Safety indicators are mixed. The neighborhood’s composite crime rank is 75 out of 143 Tallahassee neighborhoods, placing it around the metro midpoint, while national percentiles for violent and property offenses (approximately low 20s to low 30s) indicate below-average safety relative to neighborhoods nationwide. Recent year-over-year trends in both violent and property offenses have increased, so investors should underwrite prudent security measures and consider tenant communication practices.

Proximity to Major Employers
Why invest?

This 92-unit asset, built in 1974, is older than the neighborhood’s average vintage, creating a clear value-add pathway through targeted renovations and systems upgrades. Neighborhood fundamentals are supportive: occupancy is competitive among Tallahassee sub-areas and renter concentration is high, pointing to a reliable tenant base. According to CRE market data from WDSuite, local amenities (groceries, pharmacies, restaurants, cafés) are a relative strength, aiding retention and day-to-day convenience.

Within a 3-mile radius, population has grown and households have expanded with smaller average sizes, which supports demand for smaller, efficient units and sustained leasing velocity. Mid-tier ownership costs and a moderate rent-to-income profile reinforce rental reliance and can help stabilize occupancy through cycles. Key underwriting considerations include capital planning for 1970s systems and pragmatic security strategies given recent safety trends.
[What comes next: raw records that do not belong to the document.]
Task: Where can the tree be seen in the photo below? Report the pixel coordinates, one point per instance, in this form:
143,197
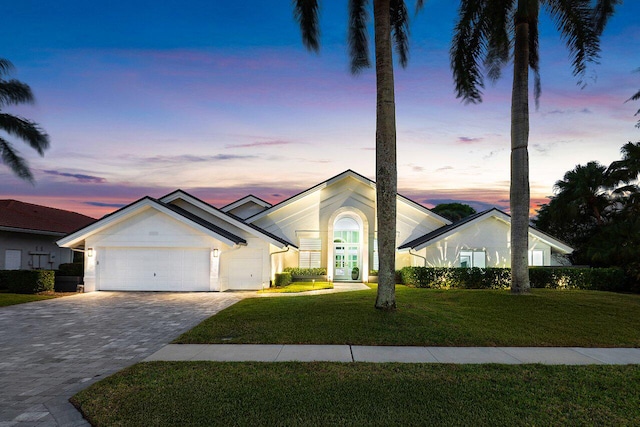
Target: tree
484,35
636,97
14,92
390,22
454,211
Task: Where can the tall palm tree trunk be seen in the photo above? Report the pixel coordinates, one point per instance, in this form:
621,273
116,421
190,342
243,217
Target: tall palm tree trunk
519,191
386,170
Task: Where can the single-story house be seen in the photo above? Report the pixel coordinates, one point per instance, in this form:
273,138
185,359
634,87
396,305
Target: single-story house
28,235
181,243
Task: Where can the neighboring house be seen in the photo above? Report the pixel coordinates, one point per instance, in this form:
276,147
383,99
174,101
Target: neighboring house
181,243
28,235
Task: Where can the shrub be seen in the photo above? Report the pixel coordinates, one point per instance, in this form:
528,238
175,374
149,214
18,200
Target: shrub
283,279
295,271
603,279
71,269
29,281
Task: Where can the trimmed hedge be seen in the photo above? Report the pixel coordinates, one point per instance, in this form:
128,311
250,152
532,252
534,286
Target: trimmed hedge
602,279
71,269
27,281
462,278
295,271
597,279
282,279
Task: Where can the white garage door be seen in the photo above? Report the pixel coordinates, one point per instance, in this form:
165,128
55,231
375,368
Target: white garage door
154,269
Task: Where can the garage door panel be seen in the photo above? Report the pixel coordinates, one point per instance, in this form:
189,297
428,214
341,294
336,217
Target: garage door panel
155,269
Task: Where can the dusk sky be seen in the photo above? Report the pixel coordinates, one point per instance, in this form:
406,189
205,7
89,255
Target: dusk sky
222,100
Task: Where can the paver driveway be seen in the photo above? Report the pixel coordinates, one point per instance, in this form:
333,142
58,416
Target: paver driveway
51,349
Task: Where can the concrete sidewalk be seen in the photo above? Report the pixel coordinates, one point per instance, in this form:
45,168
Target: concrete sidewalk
357,353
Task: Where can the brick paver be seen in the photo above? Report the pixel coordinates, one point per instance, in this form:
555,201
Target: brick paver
49,350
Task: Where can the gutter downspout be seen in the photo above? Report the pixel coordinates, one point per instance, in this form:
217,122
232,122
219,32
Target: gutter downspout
271,262
419,256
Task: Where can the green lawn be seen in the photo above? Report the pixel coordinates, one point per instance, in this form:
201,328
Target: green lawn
292,394
428,317
12,299
299,287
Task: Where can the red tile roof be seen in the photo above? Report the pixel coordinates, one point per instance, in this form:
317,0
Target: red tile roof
28,216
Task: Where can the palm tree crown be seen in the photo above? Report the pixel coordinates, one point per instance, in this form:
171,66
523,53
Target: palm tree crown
14,92
489,34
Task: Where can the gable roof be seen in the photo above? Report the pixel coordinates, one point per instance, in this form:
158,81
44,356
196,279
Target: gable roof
348,173
246,199
133,208
232,219
447,230
27,217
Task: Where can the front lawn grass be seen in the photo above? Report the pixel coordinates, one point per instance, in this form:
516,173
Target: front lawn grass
299,287
7,298
427,317
293,394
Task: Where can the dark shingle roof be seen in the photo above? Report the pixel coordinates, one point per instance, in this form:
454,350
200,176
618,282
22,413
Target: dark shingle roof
27,216
442,230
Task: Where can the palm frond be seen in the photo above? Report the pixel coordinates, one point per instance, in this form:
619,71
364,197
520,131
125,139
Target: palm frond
306,13
26,130
14,92
573,19
496,26
400,30
602,11
534,50
466,49
5,66
358,36
16,163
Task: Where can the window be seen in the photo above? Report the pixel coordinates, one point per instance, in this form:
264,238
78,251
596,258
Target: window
309,255
536,257
469,259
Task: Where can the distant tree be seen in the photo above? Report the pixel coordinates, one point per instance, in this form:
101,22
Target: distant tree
14,92
454,211
391,29
489,34
635,98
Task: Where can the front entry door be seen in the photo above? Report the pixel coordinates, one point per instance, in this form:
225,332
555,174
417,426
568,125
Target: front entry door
345,260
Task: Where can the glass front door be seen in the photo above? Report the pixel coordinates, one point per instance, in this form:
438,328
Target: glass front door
346,259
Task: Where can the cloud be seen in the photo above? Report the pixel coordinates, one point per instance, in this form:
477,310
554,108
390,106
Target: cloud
276,142
188,158
105,205
85,179
468,140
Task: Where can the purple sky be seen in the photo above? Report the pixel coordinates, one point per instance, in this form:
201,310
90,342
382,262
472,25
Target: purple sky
221,99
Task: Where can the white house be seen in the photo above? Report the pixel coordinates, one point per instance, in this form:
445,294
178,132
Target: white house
181,243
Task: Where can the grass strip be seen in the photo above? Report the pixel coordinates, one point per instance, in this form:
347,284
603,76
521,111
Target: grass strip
301,394
7,299
428,317
299,287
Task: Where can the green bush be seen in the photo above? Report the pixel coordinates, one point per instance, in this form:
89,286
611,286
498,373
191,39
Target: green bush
462,278
602,279
295,271
599,279
28,281
4,283
283,279
71,269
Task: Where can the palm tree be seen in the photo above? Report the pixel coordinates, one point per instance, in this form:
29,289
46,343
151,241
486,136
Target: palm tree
14,92
484,35
391,21
636,97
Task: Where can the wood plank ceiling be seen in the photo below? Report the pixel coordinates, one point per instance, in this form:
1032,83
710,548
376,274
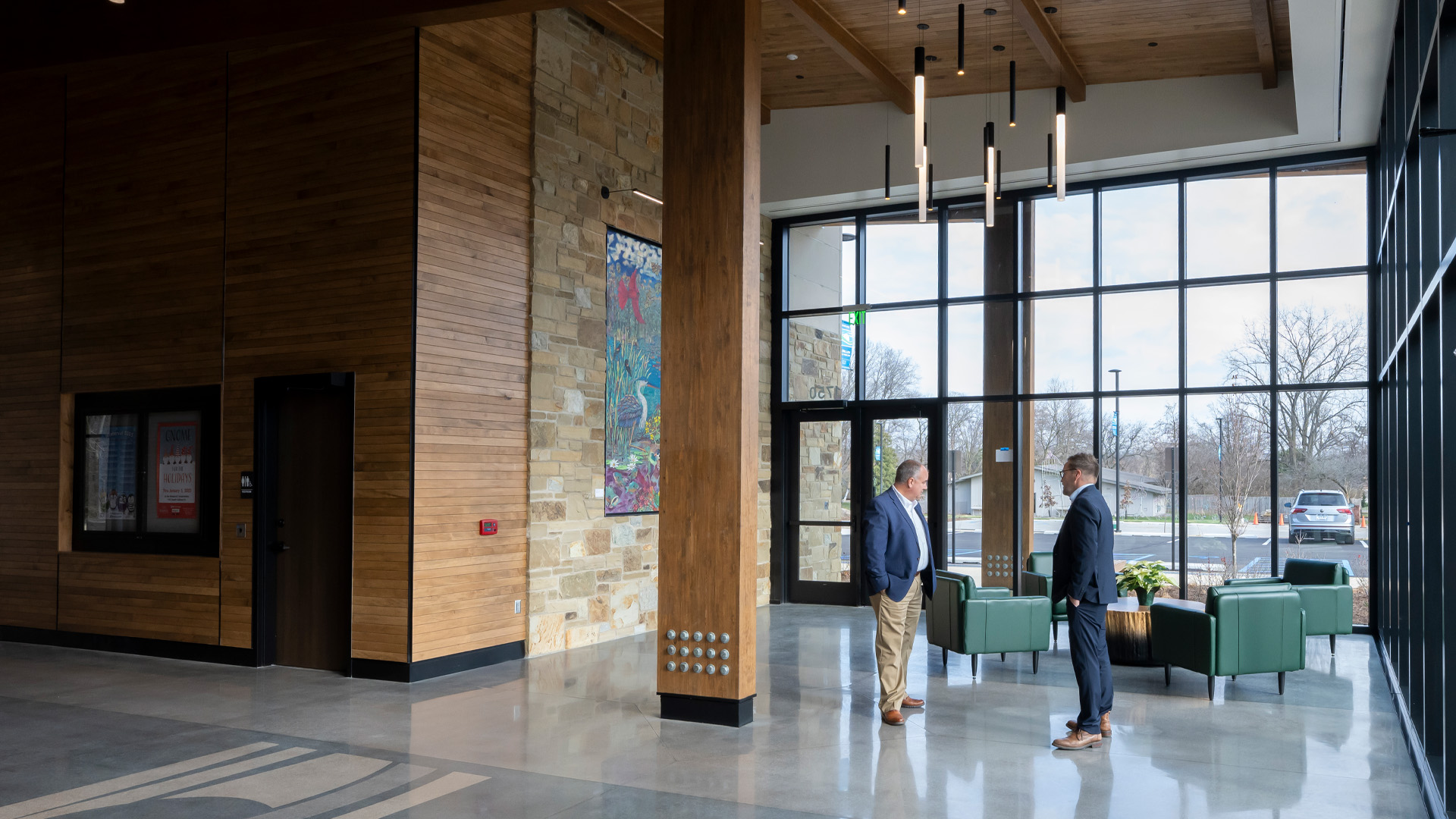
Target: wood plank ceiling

  • Renter concentration and competitive neighborhood occupancy support a durable tenant base.
  • Older 1974 vintage offers value-add potential through interior and building systems upgrades.
  • Amenity access (groceries, pharmacies, dining) strengthens livability and lease retention.
  • 3-mile growth in households with smaller sizes aligns with demand for efficient floor plans.
  • Risks: older systems capex and below-national-average safety metrics warrant conservative underwriting.